The COVID-19 pandemic and the chaos it continues to wreak on tribal lands only emphasizes the urgency for this plan. A piecemeal approach to a systemic, century-plus crisis, will only perpetuate what has been a cycle of failure for generations of tribal citizens. We need bold initiatives that will begin to repair the utterly broken trust between tribal citizens and the federal government. The Marshall Plan for Indian Country is now an integral part of my policy platform as I challenge Liz Cheney for Wyoming’s US House seat.
By hosting his rally at the “Shrine of Hypocrisy,” Trump made a mockery of the pain and struggles of the indigenous people who consider the Black Hills sacred.

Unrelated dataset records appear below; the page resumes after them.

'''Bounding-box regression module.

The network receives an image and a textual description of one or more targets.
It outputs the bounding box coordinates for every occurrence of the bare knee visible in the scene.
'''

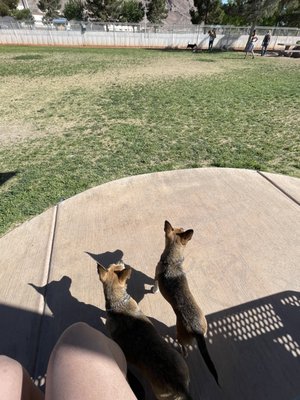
[0,355,23,382]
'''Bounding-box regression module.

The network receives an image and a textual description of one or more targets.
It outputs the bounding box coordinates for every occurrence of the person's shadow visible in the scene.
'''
[29,276,107,381]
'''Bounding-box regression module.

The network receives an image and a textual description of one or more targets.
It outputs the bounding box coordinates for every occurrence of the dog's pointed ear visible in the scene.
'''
[97,263,107,282]
[177,229,194,245]
[164,221,173,235]
[117,267,132,285]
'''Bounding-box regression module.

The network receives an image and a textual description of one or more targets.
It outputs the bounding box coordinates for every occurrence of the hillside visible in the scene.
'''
[23,0,193,25]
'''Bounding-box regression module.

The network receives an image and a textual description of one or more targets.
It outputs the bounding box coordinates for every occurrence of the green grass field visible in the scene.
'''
[0,47,300,235]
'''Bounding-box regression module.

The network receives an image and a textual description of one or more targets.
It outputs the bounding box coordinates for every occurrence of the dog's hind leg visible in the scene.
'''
[151,279,159,294]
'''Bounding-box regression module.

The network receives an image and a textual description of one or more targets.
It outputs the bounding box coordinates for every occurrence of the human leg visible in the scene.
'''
[0,356,44,400]
[46,323,136,400]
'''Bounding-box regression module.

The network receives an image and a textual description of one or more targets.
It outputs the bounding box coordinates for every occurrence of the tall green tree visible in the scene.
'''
[85,0,123,22]
[190,0,224,25]
[63,0,84,21]
[0,0,18,17]
[262,0,300,28]
[120,0,145,23]
[37,0,61,22]
[146,0,168,24]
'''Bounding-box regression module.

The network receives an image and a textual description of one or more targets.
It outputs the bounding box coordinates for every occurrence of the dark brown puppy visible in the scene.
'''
[97,263,192,400]
[153,221,219,384]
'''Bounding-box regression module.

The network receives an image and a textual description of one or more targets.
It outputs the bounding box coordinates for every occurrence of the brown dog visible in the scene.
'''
[97,263,192,400]
[152,221,219,384]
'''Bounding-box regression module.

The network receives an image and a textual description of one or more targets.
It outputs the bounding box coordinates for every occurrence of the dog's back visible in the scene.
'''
[98,264,191,400]
[153,221,218,383]
[108,312,190,399]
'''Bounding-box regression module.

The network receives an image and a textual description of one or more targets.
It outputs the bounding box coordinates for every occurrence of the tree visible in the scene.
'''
[37,0,61,22]
[120,0,145,24]
[190,0,224,25]
[10,8,34,20]
[146,0,168,24]
[262,0,300,27]
[63,0,84,21]
[0,0,18,17]
[85,0,123,22]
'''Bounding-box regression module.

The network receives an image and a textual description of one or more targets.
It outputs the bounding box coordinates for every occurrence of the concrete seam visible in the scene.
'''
[34,204,59,378]
[256,171,300,206]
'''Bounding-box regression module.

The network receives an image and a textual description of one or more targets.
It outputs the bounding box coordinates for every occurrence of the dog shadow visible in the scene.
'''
[29,276,107,388]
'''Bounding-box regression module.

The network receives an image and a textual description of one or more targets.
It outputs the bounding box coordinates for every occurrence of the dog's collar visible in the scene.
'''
[106,293,130,312]
[159,256,184,267]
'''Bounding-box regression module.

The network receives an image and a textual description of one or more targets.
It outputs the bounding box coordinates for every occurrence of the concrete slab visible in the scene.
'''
[0,168,300,400]
[261,172,300,205]
[0,209,54,374]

When he tells his base that he will protect Mount Rushmore, he is telling them that he will protect them from the Americans who are tired of the mythology of American exceptionalism which allows the erasure and reinvention of history; the erasure of the inequality that diseases the heart of this nation and allows the continued oppression of Indigenous, Black and Brown people in this country. Yes, Trump will protect his faithful’s God-given-right to be racist. Farcically, Trump declared below Mount Rushmore that he “will never allow an angry mob to erase our history.” Whose history is really being erased, though? And who is the angry mob destroying our country?